The docan::IDoCanTickGenerator is used to implement the behavior of ticks ticks, which are more frequent polls of the stack. Ticks are used when sending consecutive frames for a segmented transmission. Their purpose is to allow the stack to guarantee better transmission speeds for consecutive frames by ensuring consecutive frames are sent as close to their specified minimum separation time as possible, while allowing the stack to otherwise be polled at a lower frequency, saving CPU time for other operations when the stack isn’t performing a segmented transmission.

The integration must create a class which inherits from docan::IDoCanTickGenerator and then define the correct way to schedule the transport layers to run their tick functions at a frequent rate. The more frequently tick is run, the more accurate consecutive frames will be sent in regards to their set minimum separation time, but running tick more frequently will also require more CPU time.

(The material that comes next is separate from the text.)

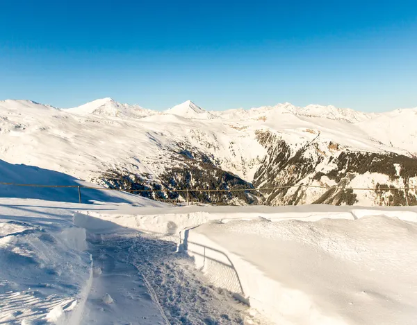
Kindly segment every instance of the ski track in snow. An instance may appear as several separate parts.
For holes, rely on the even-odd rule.
[[[176,252],[173,241],[133,232],[93,234],[90,242],[94,267],[100,267],[102,273],[93,281],[83,324],[256,322],[247,306],[230,292],[208,285],[193,259]],[[114,299],[113,304],[102,301],[106,293]],[[123,313],[122,308],[128,308],[129,313]]]

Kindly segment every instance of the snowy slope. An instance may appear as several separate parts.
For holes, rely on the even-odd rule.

    struct TickGenerator : public ::docan::IDoCanTickGenerator
    {
        // Schedule the stack to call the tick function frequently
        void tickNeeded() override {}
    };

    TickGenerator tickGenerator;

Transport Layer Configuration

Instantiate an instance of docan::DoCanTransportLayerConfig. This class allows integrators to choose the number of desired simultaneous transmissions and receptions the transport layer can handle, and as well requires the maximum CAN frame payload size the CAN bus hardware can support.

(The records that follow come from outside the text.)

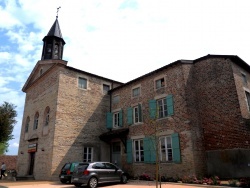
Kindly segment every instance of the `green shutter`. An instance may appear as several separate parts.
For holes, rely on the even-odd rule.
[[[128,125],[133,124],[133,108],[131,107],[127,109],[127,123]]]
[[[156,100],[149,101],[149,113],[151,119],[156,118]]]
[[[113,128],[113,114],[111,112],[107,113],[106,127],[107,127],[107,129]]]
[[[144,162],[150,163],[150,145],[149,145],[149,139],[144,138],[143,139],[143,150],[144,150]]]
[[[142,122],[141,104],[138,104],[138,114],[139,114],[139,122]]]
[[[156,161],[156,143],[155,138],[150,138],[150,163],[155,163]]]
[[[173,161],[175,163],[181,162],[181,151],[180,151],[180,141],[178,133],[171,135],[172,137],[172,148],[173,148]]]
[[[132,140],[127,140],[127,163],[133,162]]]
[[[167,108],[168,108],[168,116],[174,115],[173,95],[167,96]]]
[[[119,126],[122,127],[122,110],[119,111]]]

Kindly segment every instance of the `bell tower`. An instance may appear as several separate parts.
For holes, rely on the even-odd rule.
[[[54,24],[50,28],[47,36],[43,38],[43,51],[41,60],[62,59],[63,57],[63,46],[65,45],[65,42],[62,38],[62,33],[58,22],[59,8],[57,8],[57,16]]]

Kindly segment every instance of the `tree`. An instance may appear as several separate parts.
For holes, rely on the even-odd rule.
[[[6,147],[8,145],[7,142],[13,139],[12,131],[14,125],[16,124],[15,117],[17,116],[17,112],[15,110],[16,106],[4,102],[0,106],[0,144],[1,148]]]

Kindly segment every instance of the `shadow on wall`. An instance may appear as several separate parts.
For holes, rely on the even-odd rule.
[[[16,170],[17,155],[0,155],[0,164],[4,162],[7,170]]]

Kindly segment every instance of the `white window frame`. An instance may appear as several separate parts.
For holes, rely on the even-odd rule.
[[[168,116],[167,99],[161,98],[156,100],[158,118],[164,118]]]
[[[86,84],[80,83],[80,80],[85,80],[85,81],[86,81]],[[87,89],[87,88],[88,88],[88,79],[79,76],[79,77],[78,77],[78,88],[80,88],[80,89]]]
[[[138,149],[136,148],[136,145],[138,145]],[[134,154],[134,162],[144,162],[143,139],[133,140],[133,154]]]
[[[119,111],[113,113],[113,128],[119,127]]]
[[[86,151],[85,151],[86,149]],[[92,162],[93,161],[93,153],[94,148],[93,147],[84,147],[83,148],[83,162]],[[90,155],[90,157],[89,157]],[[86,156],[86,158],[85,158]]]
[[[159,147],[160,147],[160,161],[172,162],[173,161],[173,143],[172,143],[171,136],[160,137]]]

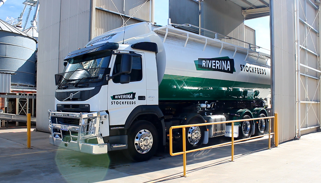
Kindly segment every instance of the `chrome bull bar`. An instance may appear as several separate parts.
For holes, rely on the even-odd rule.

For our example integration, we’ve selected that the transport layer must support up to 2 simultaneous communications, so we set our reception count and transmission count to 2. Because we’re using the classic CAN protocol, we additionally set our max frame size to 8.

    ::docan::declare::DoCanTransportLayerConfig<DataLinkLayer, 2U, 2U, 8U> transportLayerConfig(
        parameters);

Logger Component

Select whichever logger component is appropriate for CAN-TP log messages.

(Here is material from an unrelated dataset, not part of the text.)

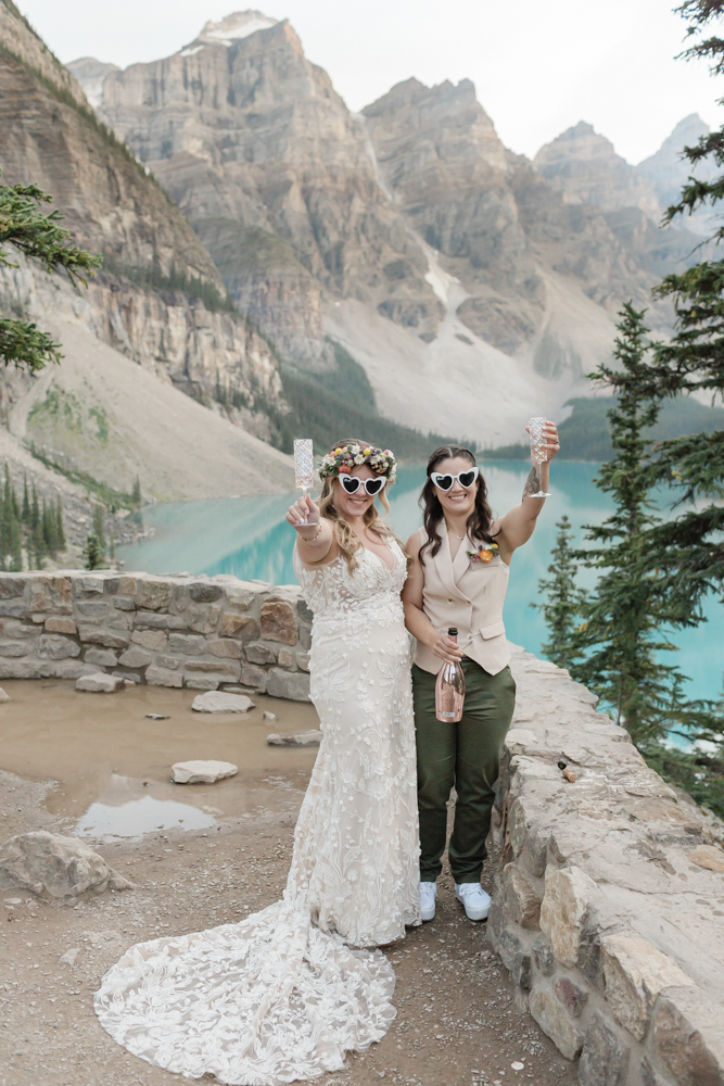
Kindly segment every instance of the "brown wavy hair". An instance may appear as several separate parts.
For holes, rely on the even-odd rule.
[[[369,444],[369,441],[360,441],[359,438],[344,438],[342,441],[335,441],[332,445],[332,450],[339,449],[340,445],[361,445],[363,449],[366,449]],[[325,520],[330,521],[334,532],[334,538],[336,539],[336,543],[340,548],[340,554],[346,561],[350,572],[354,573],[357,568],[357,559],[355,555],[358,551],[360,551],[364,544],[357,539],[344,517],[340,516],[336,512],[334,506],[334,480],[338,476],[326,476],[325,479],[322,479],[321,494],[319,496],[319,513]],[[388,501],[386,487],[382,488],[378,497],[380,498],[380,503],[384,512],[390,513],[390,502]],[[378,535],[381,535],[382,539],[394,540],[402,547],[402,552],[407,558],[407,552],[405,551],[403,543],[397,539],[392,529],[388,528],[384,520],[382,520],[379,516],[374,502],[372,502],[367,513],[363,516],[363,523],[367,528],[371,528],[371,530]]]
[[[470,450],[466,449],[463,445],[441,445],[440,449],[435,449],[434,453],[428,460],[428,478],[424,487],[422,488],[422,493],[420,494],[422,523],[428,536],[420,547],[420,563],[422,565],[424,565],[424,551],[429,551],[430,556],[434,558],[443,545],[437,528],[440,527],[440,521],[444,519],[445,514],[443,513],[443,507],[440,504],[440,498],[437,497],[436,487],[430,476],[441,460],[453,459],[456,456],[461,456],[473,466],[477,465],[475,457]],[[475,506],[468,517],[466,528],[471,539],[479,540],[481,543],[492,543],[492,523],[493,514],[490,505],[487,504],[487,487],[485,485],[485,480],[482,475],[479,475],[475,482]]]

Connecting to the Transport System

With our transport layers created, we now need to connect them to the project’s transport system, which will provide the docan stack with transport messages to send, and onto which the stack will forward received transport messages.

    transportLayer.setTransportMessageProvider(&messageProvider);
    transportLayer.setTransportMessageListener(&messageListener);

Running the Stack

Lastly, we just have to initialize everything, run it all, and shut it down if the ECU needs to turn off.

    // in initialization code
    transportLayer.init();

    // in normal running mode code - call every 10ms to guarantee 10ms response times
    transportLayer.cyclicTask(nowUs);

    // in shutdown code
    transportLayer.shutdown(shutdownCallback);

Sending Data

If your project already has a transport system that’s set up to send transport messages via the transport::AbstractTransportLayer interface, then it should already handle routing data to and from docan, but if you want to send data via the docan transport layers yourself, all you have to do is call transportLayer.send() with the transport layer and notification listener that make sense for your transmission.